Sie beobachtet, wie Nachbarn kaum älter werden als 50. "Sie sterben an Krebs, Krebs, Krebs." Die einst gute medizinische Versorgung sei heute schlecht. Es falle ihr schwer, Medikamente zu kaufen, seitdem die Apotheke im Dorf geschlossen ist. Die Rentnerin schrieb Briefe an die Behörden: "Wir sterben! Helft uns zu überleben!" Inzwischen sagt sie bitter: "Man hat uns aufgegeben." Ihr letztes Schreiben liegt ein paar Jahre zurück. Sie denke nicht mehr an sich, sondern an die Kinder, die zu jung seien, um hier zu leben.
Von der Polizei eingeschüchtertRustam Muchamedjarow kennt die Schicksale der Bewohner in Brodokalmak. Der junge Arzt mit den braunen Augen hinter dünnen Brillengläsern arbeitet als Allgemeinmediziner in einer kleinen Praxis im Ort. Als Notarzt betreut er in der Umgebung fast 9000 Menschen. Er habe auffällig viele Fälle von Magen-, Kehlkopf- oder Lungenkrebs zu behandeln, sagt er. Die Zahl der Erkrankten steige. Der 1982 geborene Muchamedjarow stammt aus einem nahen, ebenfalls an der Tetscha gelegenen Dorf, dessen Einwohner erst vor zehn Jahren umgesiedelt wurden. Im Kindesalter ist er noch in der Tetscha geschwommen.
Muchamedjarow ist nicht nur Mediziner, sondern war ausserdem Abgeordneter der Dorfverwaltung. Gemeinsam mit anderen Aktivisten rief er vor drei Jahren die Einwohner benachbarter Dörfer zusammen. Sie wollten von Rosatom und der Gebietsverwaltung eine Umsiedlung fordern. Es kam anders. "Jeder erhielt eine Vorladung der Polizei", erinnert sich Muchamedjarow. Die Beamten bezichtigten die Aktivisten, ausländische Agenten zu sein. Nur wenn sie ihre Arbeit beendeten, wurden sie belehrt, werde man nicht gegen sie vorgehen.

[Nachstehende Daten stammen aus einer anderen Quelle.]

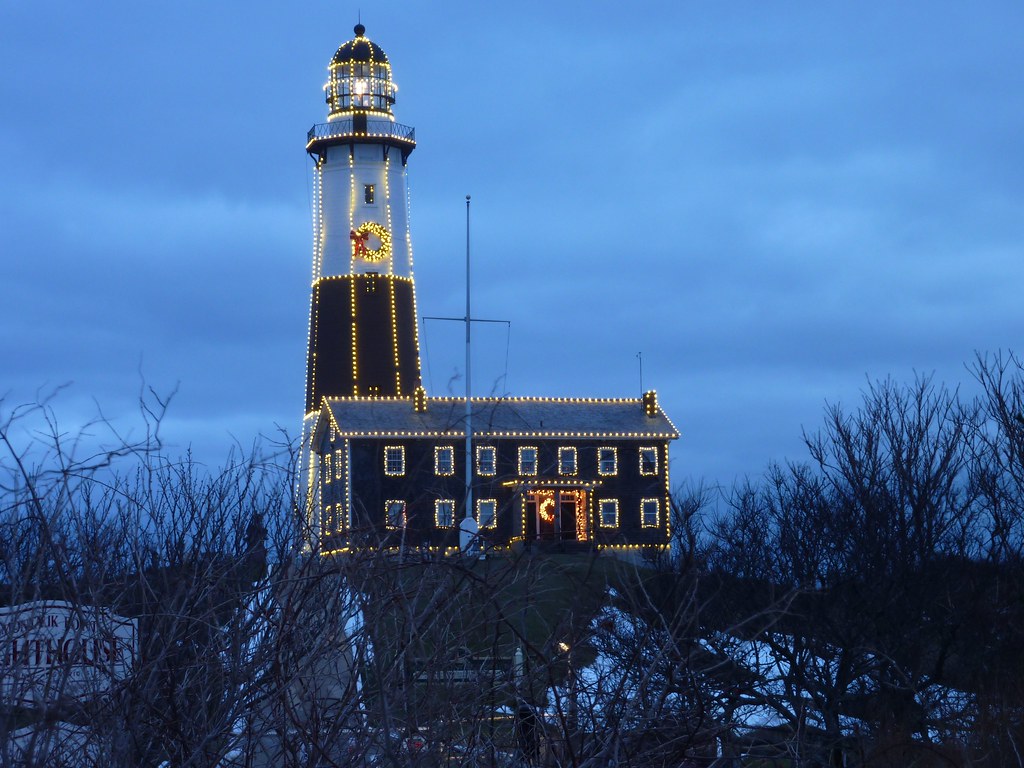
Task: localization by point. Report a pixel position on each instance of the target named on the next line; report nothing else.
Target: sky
(774, 203)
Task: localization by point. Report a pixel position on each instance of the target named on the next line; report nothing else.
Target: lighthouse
(363, 332)
(380, 464)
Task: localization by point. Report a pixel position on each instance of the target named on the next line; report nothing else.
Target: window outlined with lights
(608, 513)
(648, 461)
(395, 513)
(527, 460)
(650, 513)
(443, 461)
(486, 513)
(607, 461)
(444, 513)
(566, 460)
(394, 460)
(485, 461)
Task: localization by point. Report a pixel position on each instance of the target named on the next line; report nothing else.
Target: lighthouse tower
(363, 331)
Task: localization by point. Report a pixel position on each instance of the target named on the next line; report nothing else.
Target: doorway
(556, 515)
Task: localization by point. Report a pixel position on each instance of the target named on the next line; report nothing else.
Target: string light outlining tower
(363, 335)
(386, 467)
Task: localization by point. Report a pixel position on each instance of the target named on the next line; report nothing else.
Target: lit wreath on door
(360, 236)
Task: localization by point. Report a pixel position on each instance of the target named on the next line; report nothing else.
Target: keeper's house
(579, 473)
(384, 464)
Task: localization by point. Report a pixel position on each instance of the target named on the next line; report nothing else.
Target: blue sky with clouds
(774, 202)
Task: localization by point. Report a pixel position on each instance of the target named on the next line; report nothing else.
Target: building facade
(386, 465)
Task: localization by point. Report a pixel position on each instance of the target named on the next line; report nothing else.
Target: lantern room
(360, 79)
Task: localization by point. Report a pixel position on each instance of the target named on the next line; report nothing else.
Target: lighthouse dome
(360, 79)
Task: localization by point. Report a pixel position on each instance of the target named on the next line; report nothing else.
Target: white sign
(52, 649)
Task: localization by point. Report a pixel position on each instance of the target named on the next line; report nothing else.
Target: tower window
(485, 460)
(395, 510)
(609, 513)
(566, 461)
(527, 460)
(443, 460)
(444, 513)
(649, 513)
(486, 516)
(394, 460)
(607, 462)
(648, 461)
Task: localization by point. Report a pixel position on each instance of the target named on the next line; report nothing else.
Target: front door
(556, 515)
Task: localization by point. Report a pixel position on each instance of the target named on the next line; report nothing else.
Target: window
(566, 461)
(394, 460)
(649, 513)
(607, 462)
(486, 516)
(444, 513)
(648, 461)
(527, 460)
(443, 460)
(395, 513)
(485, 460)
(609, 513)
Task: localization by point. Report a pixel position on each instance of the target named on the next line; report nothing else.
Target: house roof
(498, 417)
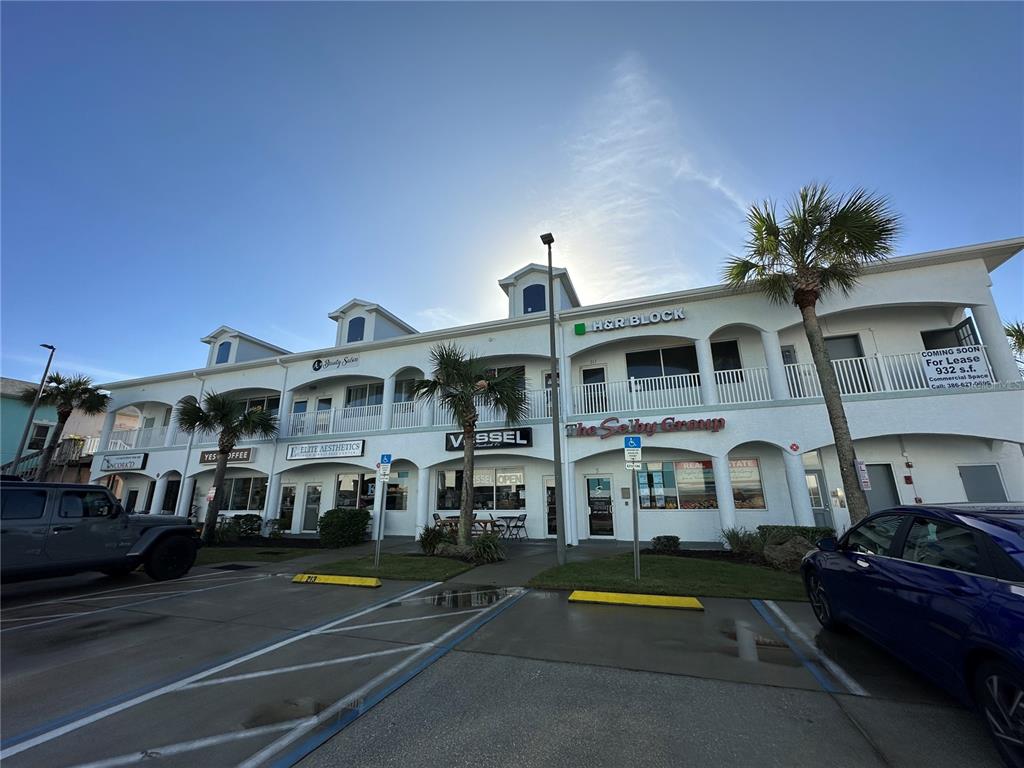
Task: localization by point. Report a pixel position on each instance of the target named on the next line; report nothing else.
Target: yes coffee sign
(493, 438)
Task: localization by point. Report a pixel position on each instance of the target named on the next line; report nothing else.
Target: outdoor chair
(518, 527)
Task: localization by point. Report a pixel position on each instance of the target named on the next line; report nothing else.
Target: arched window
(355, 329)
(532, 299)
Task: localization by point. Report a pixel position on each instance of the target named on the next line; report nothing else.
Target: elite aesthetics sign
(953, 368)
(333, 450)
(631, 321)
(613, 426)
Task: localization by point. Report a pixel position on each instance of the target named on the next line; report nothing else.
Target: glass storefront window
(397, 492)
(240, 493)
(695, 485)
(744, 475)
(656, 485)
(501, 488)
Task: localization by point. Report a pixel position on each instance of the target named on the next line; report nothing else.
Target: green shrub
(343, 527)
(250, 525)
(743, 541)
(487, 548)
(782, 534)
(228, 530)
(431, 538)
(665, 543)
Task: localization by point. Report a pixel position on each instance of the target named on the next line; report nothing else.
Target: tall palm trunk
(856, 502)
(468, 457)
(213, 508)
(51, 445)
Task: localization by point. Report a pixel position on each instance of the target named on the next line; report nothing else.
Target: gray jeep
(51, 528)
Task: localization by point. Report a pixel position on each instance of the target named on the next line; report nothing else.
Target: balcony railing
(682, 390)
(336, 421)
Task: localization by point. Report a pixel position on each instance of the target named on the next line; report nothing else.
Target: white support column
(387, 402)
(776, 368)
(104, 434)
(994, 339)
(156, 506)
(799, 498)
(723, 491)
(709, 391)
(184, 497)
(271, 508)
(422, 498)
(568, 504)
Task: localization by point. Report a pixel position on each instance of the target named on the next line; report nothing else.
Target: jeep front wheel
(170, 558)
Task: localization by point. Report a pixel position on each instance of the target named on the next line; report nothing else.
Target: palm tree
(229, 420)
(66, 393)
(461, 382)
(820, 247)
(1015, 334)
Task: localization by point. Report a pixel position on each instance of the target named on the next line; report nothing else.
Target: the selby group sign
(614, 426)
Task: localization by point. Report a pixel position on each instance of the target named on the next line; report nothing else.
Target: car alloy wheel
(819, 601)
(1003, 705)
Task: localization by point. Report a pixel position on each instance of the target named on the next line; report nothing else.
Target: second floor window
(532, 299)
(356, 327)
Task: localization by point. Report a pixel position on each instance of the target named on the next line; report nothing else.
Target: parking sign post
(380, 503)
(632, 445)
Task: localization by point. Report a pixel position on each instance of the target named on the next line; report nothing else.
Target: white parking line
(300, 730)
(155, 693)
(837, 672)
(400, 621)
(300, 667)
(125, 606)
(183, 747)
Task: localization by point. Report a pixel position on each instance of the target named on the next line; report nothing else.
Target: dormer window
(532, 299)
(356, 326)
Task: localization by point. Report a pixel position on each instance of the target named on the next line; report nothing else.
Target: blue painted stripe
(815, 671)
(321, 736)
(92, 709)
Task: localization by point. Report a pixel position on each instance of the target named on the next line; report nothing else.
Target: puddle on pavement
(468, 597)
(289, 709)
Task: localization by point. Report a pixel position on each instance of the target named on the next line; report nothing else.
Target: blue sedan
(942, 588)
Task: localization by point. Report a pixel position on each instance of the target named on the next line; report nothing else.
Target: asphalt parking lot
(244, 668)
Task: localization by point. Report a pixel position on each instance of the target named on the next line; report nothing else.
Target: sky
(170, 168)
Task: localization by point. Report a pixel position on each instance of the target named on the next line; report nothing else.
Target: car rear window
(22, 504)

Die Drohung wirkte. Keiner sei mehr aktiv, sagt Muchamedjarow bedauernd, alle hätten Angst. Den Wunsch, etwas zu verändern, spürt er noch immer, aber es sei unmöglich, etwas zu unternehmen. Die Behörden wollen Investoren in die Region locken und behaupten deswegen, alles sei in Ordnung. Muchamedjarow kann darüber nur lachen. "Wir leben an der Tetscha", sagt er, "das ist keine saubere Gegend."